Naufal Bunyamin, Kepala Cabang ACT Sidoarjo

Melihat fenomena tersebut, ACT (Aksi Cepat Tanggap) Yayasan Sosial yang bergerak di bidang kemanusiaan, membantu petani ketela Pacet, Mojokerto dengan membeli ketela dengan harga Rp 1000/kg.

Melalui informasi yang dikeluhkan petani ketela di Pacet Mojokerto, ACT dan YP3I (Yayasan Penguatan Peran Pesantren Indonesia) mengecek kondisi riel petani ketela.

Menurut Naufal Bunyamin, Kepala Cabang ACT Sidoarjo, petani ketela yang ada di Pacet Mojokerto ini harus diselamatkan dari kepunahan.

“Kalau pembelian harga ketela ditingkat petani cuma antara Rp 200 – 350/kg, petani akan mengalami kerugian dan hancur berkeping keping. Karena itu ACT mengambil inisiatif untuk membeli ketela petani di Pacet itu dengan harga Rp 1000/kg sudah ada gairah bagi petani dan keberlangsungan supaya kedepan petani bisa kembali melakukan produktifitas,” terang Naufal.

Dalam program selamatkan petani ketela Pacet Mojokerto ini ACT bekerja sama dengan YP3I (Yayasan Penguatan Peran Pesantren Indonesia). YP3I adalah yayasan yang didirikan oleh almarhum KH. Sholahuddin Wahid, yang bergerak di bidang penguatan peran Pondok Pesantren dalam bidang kemandirian ekonomi.

Naufal menuturkan, program selamatkan petani ketela Mojokerto itu sudah melalui saran dan konsultasi dari KH. Mahfudz Saubari, Pengasuh Pondok Pesantren Riyadul Jannah, Pacet Mojokerto, yang juga sebagai Ketua Dewan Pembina YP3I.

Pendistribusian ketela ke salah satu ponpes di Sidoarjo

Dalam kerja sama tersebut, ketela yang dibeli ACT tersebut akan dibagikan ke pondok pesantren di Jawa Timur. Masing masing pesantren yang mendapatkan bantuan ketela itu atas rekomendasi YP3I dan ACT.

Hingga saat ini, lanjut Naufal, ACT telah membeli ketela petani di Pacet sudah mencapai Rp 250 ton. “Ini pembelian ketela targetnya adalah 1000 ton. Saat ini kita masih membeli ketela petani 250 ton. Pembelian ketela itu secara bertahap disesuaikan masa panen ditingkatan petani,” tutur Naufal.
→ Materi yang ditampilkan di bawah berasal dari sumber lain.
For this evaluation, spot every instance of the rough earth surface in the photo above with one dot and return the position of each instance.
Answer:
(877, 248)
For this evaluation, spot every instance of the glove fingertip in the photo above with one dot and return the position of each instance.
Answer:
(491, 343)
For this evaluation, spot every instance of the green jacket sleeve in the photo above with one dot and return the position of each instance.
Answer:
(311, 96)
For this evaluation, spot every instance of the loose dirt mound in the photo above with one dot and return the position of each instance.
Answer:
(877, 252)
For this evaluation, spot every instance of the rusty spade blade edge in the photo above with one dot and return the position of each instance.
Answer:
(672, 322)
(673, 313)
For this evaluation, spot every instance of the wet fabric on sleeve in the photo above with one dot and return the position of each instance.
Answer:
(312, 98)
Pemberian bantuan ketela ke Pondok Pesantren tersebut jumlahnya bervariasi. Ada yang 7 kwintal hingga 1 ton. Adapun rencana sebaran distribusi ketela di Jawa Timur tersebut, Surabaya 13 pesantren, Sidoarjo 22 pesantren, Pasuruan 9 pesantren, Madiun 11 pesantren, Kediri 7 pesantren, Jember 12 pesantren, Semarang 5 pesantren, Jogja 4 pesantren, Magelang 4 pesantren, Gresik 3 pesantren, Bojonegoro 3 pesantren, Tuban 3 pesantren, Jombang 20 pesantren dan LDII Jatim.
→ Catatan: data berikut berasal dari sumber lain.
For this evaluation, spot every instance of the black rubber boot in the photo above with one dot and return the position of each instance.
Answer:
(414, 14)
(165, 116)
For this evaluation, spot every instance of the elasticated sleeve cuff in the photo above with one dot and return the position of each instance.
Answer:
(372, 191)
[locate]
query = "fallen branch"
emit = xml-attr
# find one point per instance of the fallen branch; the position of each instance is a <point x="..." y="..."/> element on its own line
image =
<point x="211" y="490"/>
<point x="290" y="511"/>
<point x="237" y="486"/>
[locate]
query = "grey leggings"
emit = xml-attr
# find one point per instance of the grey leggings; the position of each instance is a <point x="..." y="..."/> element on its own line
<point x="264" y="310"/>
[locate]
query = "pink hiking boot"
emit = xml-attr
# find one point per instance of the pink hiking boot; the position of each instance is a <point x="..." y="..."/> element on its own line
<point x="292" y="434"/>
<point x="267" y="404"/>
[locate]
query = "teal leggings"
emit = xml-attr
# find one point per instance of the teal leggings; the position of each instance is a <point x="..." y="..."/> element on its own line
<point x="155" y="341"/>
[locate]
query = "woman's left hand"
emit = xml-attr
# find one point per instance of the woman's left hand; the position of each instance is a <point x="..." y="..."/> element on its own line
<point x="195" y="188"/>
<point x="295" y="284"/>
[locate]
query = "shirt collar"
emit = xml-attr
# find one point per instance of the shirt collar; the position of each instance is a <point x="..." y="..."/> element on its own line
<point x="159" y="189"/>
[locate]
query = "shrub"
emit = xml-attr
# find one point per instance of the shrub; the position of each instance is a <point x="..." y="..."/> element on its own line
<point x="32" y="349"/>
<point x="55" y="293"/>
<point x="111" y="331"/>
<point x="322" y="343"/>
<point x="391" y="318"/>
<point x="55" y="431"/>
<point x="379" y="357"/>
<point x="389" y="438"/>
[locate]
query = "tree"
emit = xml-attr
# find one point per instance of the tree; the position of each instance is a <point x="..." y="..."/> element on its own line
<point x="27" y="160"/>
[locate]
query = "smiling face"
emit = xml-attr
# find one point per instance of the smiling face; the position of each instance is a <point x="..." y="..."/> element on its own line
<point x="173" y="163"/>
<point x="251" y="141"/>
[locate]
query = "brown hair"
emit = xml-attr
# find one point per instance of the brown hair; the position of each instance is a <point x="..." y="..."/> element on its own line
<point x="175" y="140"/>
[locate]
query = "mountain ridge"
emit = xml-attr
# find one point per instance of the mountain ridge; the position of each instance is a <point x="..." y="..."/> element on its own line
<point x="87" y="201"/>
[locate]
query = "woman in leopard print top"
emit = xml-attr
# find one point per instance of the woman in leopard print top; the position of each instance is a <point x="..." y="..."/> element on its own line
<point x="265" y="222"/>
Sedangkan untuk pesantren di wilayah Sidoarjo, per Jum’at kemarin sudah terdistribusi 7 pesantren. Diantaranya adalah Ponpes Alhabibah, Tulangan, 0,9 ton, Ponpes Nurul Islam Krembong 0,9 ton, Ponpes Darul Fikri SMP , Sukodono 0, 7 ton, Ponpes Darul Fikri SMA Anggaswangi, Sukodono, 0,7 ton. Ponpes Al Nahdliyah Sukodono 0,8 ton. Ponpes Attaqwa Wonoayu 0,8 ton.
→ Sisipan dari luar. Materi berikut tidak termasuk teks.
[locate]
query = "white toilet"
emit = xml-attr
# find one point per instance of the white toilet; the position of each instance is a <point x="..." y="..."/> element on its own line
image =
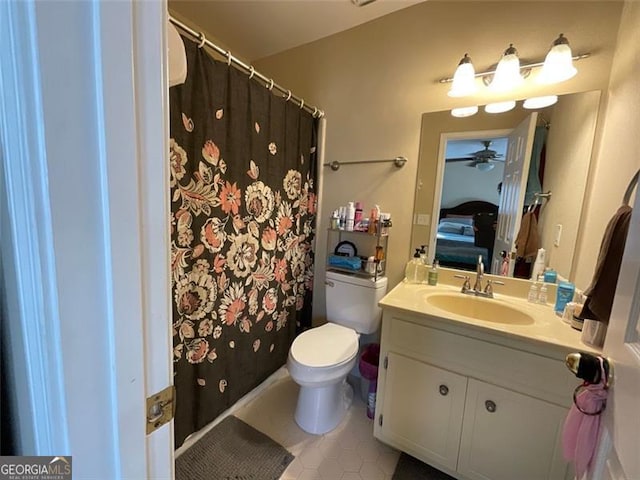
<point x="320" y="358"/>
Sedangkan Ponpes Alkhoziny Buduran Sidoarjo, 1 ton dan Alfatah 2 ton (bertahap dua kali) didistribusikan pada hari Ahad tanggal 14 Februari kemarin.

Menurut Naufal, pendistribusian ketela ke Pondok Pesantren tersebut diharapkan bisa menjadi modal pondok pesantren dengan diolah menjadi berbagai macam makanan olahan untuk menjadi sumber ekonomi pondok pesantren. (mnr).